In the 2000s and 2010s, China became a top scientific and industrial power in more advanced fields such as supercomputing, artificial intelligence, bullet trains, aeronautics, nuclear physics researches and other fields. China is now increasingly targeting indigenous innovation and aims to reform remaining weaknesses.

 

Analysis

The sunglass camera is connected by an electronic lead to a hand-held device. The device has an app where police officers can process images they have taken of suspicious individuals. "The facial information captured by the glasses will be sent back to a database for comparison with the information of suspects on the wanted list," Zhang Xiaolei, a local police official told the Global Times newspaper.

The app allows access to the database that also provides information on whether the suspect is on the run from police, and even their recent Internet history. According to People’s Daily, “four officers are using the glasses at the entrances to Zhengzhou’s east station.” They further added that so far, police have caught seven people connected to major criminal cases and 26 who were using false IDs while traveling.

BBC has reported that “there are fears that China's authoritarian leaders will use the sunglasses to track political dissidents or profile ethnic minorities.”

China is a world leader in facial recognition technology.
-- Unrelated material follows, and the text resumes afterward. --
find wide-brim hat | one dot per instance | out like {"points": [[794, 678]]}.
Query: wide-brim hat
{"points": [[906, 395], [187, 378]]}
The country has been building "the world's biggest camera surveillance network". An estimated 170 million CCTV cameras are already in place and some 400 million new ones are expected be installed in the next three years.

Many of the cameras use artificial intelligence, including facial recognition technology. 

Assessment

Our assessment is that if facial data and related information is breached and uploaded on the internet, this could cause massive problems for the nation and its people. We believe that the real intent of the Chinese using facial recognition technology in such a ubiquitous form is to quell internal protests; should the Chinese government find it very difficult to sustain the growth level that is extremely necessary to keep the social contract afloat between the people and the communist party.